Since the formatting API s in Java 8 are for LocalDate and LocalDateTime objects, the mutual conversion of date objects and LocalDate and LocalDateTime objects is very important.

1. Convert Date to LocalDate

public static LocalDate date2LocalDate(Date date) {
    if(null == date) {
        return null;
    return date.toInstant().atZone(ZoneId.systemDefault()).toLocalDate();

2. Convert Date to LocalDateTime

public static LocalDateTime date2LocalDateTime(Date date) {
    if(null == date) {
        return null;
    return date.toInstant().atZone(ZoneId.systemDefault()).toLocalDateTime();

3. Convert LocalDate to Date

public static Date localDate2Date(LocalDate localDate) {
    if(null == localDate) {
        return null;
    ZonedDateTime zonedDateTime = localDate.atStartOfDay(ZoneId.systemDefault());
    return Date.from(zonedDateTime.toInstant());

4. Convert LocalDateTime to Date

   public static Date localDateTime2Date(LocalDateTime localDateTime) {
        return Date.from(localDateTime.atZone(ZoneId.systemDefault()).toInstant());

Method 3: common-lang3 old bird implementation

I believe you have used some API s in common-lang3 in the process of project development, which are very simple and practical. In terms of time formatting, it also provides us with a very useful tool class DateFormatUtils.
This is also my most recommended way.

The dependency of common-lang3 needs to be introduced into the project.

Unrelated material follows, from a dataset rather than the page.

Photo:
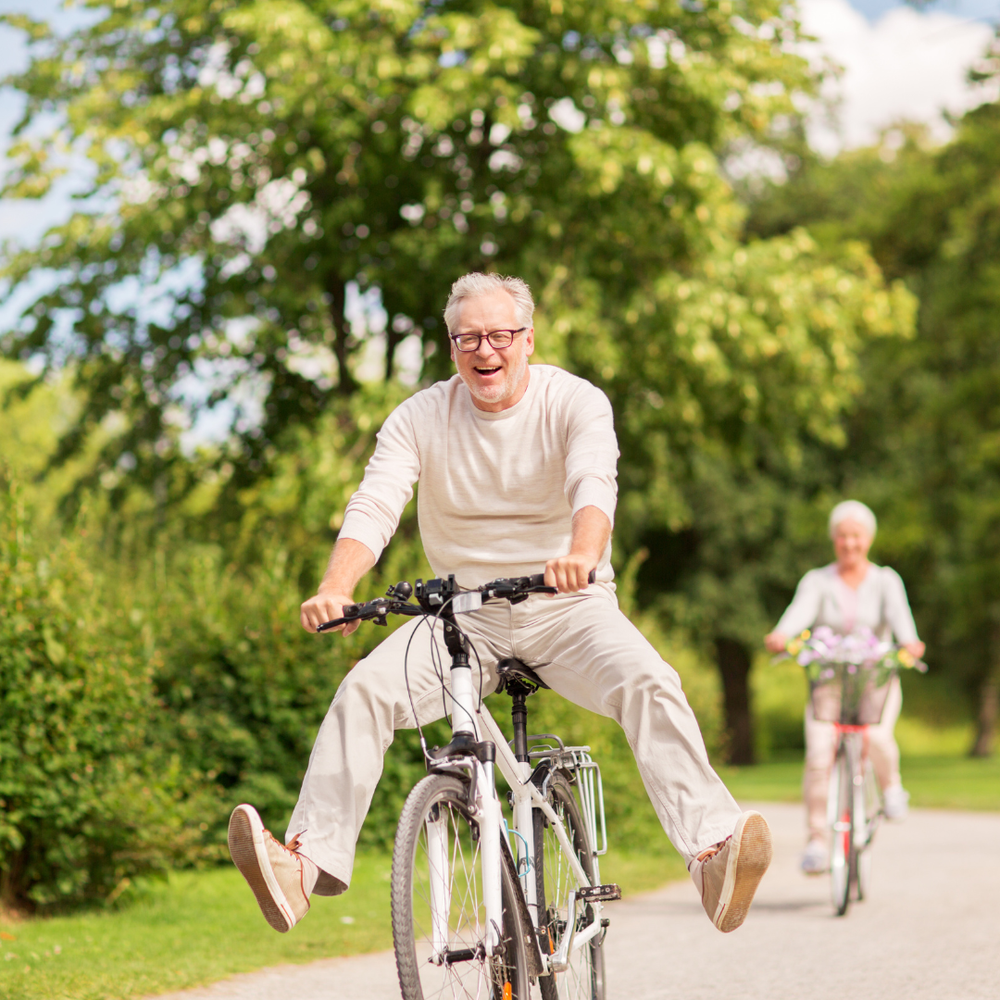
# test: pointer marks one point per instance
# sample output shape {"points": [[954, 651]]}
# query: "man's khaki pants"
{"points": [[583, 647], [821, 743]]}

DateFormatUtils usage example:

Date now = new Date(); // Create a Date object to get the current time
String strDateFormat = "yyyy-MM-dd HH:mm:ss";
String result  = DateFormatUtils.format(now,strDateFormat);

1. Thread safety
2. Simple and efficient
3. Use less memory

DateFormatUtils. In the internal implementation of format, the time is formatted through FastDateFormat, and the FastDateFormat object is cached to ensure that the FastDateFormat object is not generated repeatedly under the format type of the same mode.

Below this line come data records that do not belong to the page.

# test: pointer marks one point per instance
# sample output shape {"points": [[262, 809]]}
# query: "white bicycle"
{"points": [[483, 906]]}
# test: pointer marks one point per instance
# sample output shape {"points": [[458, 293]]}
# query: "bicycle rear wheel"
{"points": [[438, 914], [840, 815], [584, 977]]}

FastDateFormat df = FastDateFormat.getInstance(pattern, timeZone, locale);

Recommended usage:

 * @Description   Time formatting tool class
 * @Date 2021/5/26 11:40 morning
 * @Version 1.0
 * @Copyright 2019-2021
public class DateUtils extends DateFormatUtils {
      //Inherit DateFormatUtils

      //Custom time-dependent methods


1. This paper introduces three common methods of java time formatting.
2. The main problem of SimpleDateFormat time format is non thread safety. Problems will occur in multi-threaded situations. This paper explains the reasons for non thread safety of SimpleDateFormat by tracking the source code, and provides corresponding solutions.
3. This paper introduces the recommended use of DateTimeFormatter for time formatting under Java 8, and provides the conversion mode from date to LocalDateTime and LocalDate.
4. Using DateFormatUtils in common-lang3 to realize time formatting is my most recommended. It is thread safe, simple and efficient API and occupies the bottom of memory. It also recommends that you encapsulate your own time tool class DateUtils by inheriting DateFormatUtils object.